Oxygen’s existence has been known only since 1774, when Englishman Joseph Priestley isolated the gas and noted its special properties, including its ability to make a flame burn particularly brightly. In Priestley’s day, the atmosphere was just beginning to be understood as a collection of individual gases, rather than the single, uniform “air” it had been supposed to be. Priestley was also the first to note that plants and animals exist in a reciprocal relationship, mediated by the gases of photosynthesis and respiration.
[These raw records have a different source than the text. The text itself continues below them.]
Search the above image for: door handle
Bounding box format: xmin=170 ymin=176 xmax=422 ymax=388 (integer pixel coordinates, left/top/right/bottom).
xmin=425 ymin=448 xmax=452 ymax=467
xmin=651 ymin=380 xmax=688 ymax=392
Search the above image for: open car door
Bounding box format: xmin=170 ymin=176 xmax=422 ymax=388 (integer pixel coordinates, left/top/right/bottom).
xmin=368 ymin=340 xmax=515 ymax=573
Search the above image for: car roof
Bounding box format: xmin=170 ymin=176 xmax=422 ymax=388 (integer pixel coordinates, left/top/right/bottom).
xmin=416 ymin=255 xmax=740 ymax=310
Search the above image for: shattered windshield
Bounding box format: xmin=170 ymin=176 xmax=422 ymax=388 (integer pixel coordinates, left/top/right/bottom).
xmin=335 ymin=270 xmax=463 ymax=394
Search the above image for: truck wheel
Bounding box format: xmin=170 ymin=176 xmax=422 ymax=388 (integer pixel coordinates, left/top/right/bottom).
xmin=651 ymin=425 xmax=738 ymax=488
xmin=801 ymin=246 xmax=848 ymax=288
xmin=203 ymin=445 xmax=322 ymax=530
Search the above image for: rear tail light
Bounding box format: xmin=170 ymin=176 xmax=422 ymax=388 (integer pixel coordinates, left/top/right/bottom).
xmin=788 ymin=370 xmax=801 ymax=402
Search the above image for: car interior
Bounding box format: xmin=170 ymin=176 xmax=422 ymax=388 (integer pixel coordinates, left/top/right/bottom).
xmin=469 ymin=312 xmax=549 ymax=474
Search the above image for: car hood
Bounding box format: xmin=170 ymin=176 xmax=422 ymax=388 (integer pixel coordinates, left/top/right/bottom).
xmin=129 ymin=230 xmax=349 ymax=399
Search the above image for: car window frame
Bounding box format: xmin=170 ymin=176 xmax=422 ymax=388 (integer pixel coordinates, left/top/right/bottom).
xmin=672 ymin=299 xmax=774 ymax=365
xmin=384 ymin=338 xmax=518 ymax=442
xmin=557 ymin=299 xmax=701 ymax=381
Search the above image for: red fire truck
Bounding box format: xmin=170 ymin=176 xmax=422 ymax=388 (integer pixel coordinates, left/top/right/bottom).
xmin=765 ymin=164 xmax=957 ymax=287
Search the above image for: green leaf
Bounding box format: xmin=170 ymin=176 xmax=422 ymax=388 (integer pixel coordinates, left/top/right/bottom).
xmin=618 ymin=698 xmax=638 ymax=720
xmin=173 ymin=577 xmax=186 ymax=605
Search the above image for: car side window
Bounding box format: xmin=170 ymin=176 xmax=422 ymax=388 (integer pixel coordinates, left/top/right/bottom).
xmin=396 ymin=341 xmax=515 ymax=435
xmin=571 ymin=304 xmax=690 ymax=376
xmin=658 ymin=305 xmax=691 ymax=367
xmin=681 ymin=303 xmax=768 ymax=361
It took nearly two centuries following Priestley’s discovery of oxygen for the origin of this gas to be understood: Only in the 1960s did the idea that photosynthesis was responsible for the buildup of atmospheric oxygen over the eons become widely accepted by scientists.

Key Concepts

  • aerobic: in the presence of oxygen
  • anaerobic: in the absence of oxygen
  • endosymbiont: an organism living inside a cell or body of another organism
  • eukaryote: an advanced cell, containing a nucleus and other membrane-bound organelles
  • fermentation: the biochemical generation of energy from organic compounds in the absence of oxygen
  • organic matter: carbon-containing compounds produced by life processes
  • photosynthesis: the production of food from light energy, carbon dioxide, and water
  • prokaryote: a primitive cell (bacterium), lacking a nucleus and other membrane-bound organelles
  • respiration: the biological generation of energy, using oxygen

Bibliography

Beerling, David J. The Emerald Planet: How Plants Changed Earth’s History. New York: Oxford University Press, 2007.

Berkner, Lloyd V., and Lauriston C. Marshall. “On the Origin and Rise of Oxygen Concentration in the Earth’s Atmosphere.” Journal of the Atmospheric Sciences 22, no. 3 (1965): 225-261.

Brasted, Robert C. "Oxygen." Britannica, 25 Nov. 2024, www.britannica.com/science/oxygen. Accessed 20 Dec. 2024.

Johnson, Steven. The Invention of Air: A Story of Science, Faith, Revolution, and the Birth of America. New York: Riverhead Books, 2008.

Lane, Nick. Oxygen: The Molecule That Made the World. New York: Oxford University Press, 2002.

Morton, Oliver. Eating the Sun: How Plants Power the Planet. New York: HarperCollins, 2008.

Walker, Gabrielle. An Ocean of Air: Why the Wind Blows, and Other Mysteries of the Atmosphere. Orlando, Fla.: Harcourt, 2007.

West, John B. "The Strange History of Atmospheric Oxygen." Physiology Reports, vol. 10, no. 6. 28 May 2022, doi: 10.14814/phy2.15214. Accessed 20 Dec. 2024.